On February 17, 2025, Liddi announced his retirement from professional baseball.

== International career ==
Liddi played for the Italy national team in 62 international games. He played for Italy in the 2009, 2013, and 2017 World Baseball Classic (WBC) tournaments. He batted .235/.364/.235 in the 2013 WBC, helping Italy defeat Mexico and Canada and advance to the second round.

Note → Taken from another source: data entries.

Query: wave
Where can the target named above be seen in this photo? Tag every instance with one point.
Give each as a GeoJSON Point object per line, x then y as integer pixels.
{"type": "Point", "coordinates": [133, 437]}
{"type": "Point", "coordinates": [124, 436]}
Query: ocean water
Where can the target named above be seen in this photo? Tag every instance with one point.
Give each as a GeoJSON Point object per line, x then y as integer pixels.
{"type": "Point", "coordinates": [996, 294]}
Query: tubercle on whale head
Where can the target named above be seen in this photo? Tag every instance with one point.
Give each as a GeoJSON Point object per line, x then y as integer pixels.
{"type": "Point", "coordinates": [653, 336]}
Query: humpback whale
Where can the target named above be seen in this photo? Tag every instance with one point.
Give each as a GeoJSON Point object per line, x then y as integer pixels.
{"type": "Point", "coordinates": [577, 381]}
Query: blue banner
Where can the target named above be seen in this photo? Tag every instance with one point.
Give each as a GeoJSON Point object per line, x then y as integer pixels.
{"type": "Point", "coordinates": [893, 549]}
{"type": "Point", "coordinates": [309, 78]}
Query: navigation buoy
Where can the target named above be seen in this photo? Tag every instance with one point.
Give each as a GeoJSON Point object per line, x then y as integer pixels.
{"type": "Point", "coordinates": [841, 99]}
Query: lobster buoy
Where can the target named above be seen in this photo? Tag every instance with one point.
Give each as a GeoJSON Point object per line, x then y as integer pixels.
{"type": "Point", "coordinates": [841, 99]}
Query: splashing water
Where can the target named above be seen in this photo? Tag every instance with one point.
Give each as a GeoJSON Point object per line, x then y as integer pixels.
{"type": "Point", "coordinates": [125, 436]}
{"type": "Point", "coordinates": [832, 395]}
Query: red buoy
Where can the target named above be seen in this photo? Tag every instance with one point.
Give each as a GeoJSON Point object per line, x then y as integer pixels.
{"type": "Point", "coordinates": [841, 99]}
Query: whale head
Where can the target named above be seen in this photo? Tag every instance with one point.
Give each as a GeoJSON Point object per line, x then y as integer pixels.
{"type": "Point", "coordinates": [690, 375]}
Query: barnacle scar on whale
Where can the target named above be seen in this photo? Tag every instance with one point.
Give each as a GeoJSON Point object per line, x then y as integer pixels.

Liddi said he enjoyed playing in the WBC:

This kind of tournament is so special because it's not about one player, it's not about one team, it's not about a city; it's about an entire country. So when you have a chance to represent your country at the highest level, it can't get any better than that, I think. So it feels like playing in the postseason
— Alex Liddi, ASAP Sports (March 7, 2013)

Liddi joined the junior national team as a 16-year-old. He hit .471 in four games at the 2007 European Baseball Championship. He hit .333 and tied for third in total bases in the 2016 European championship.

== Personal life ==
Liddi's father played baseball in high school.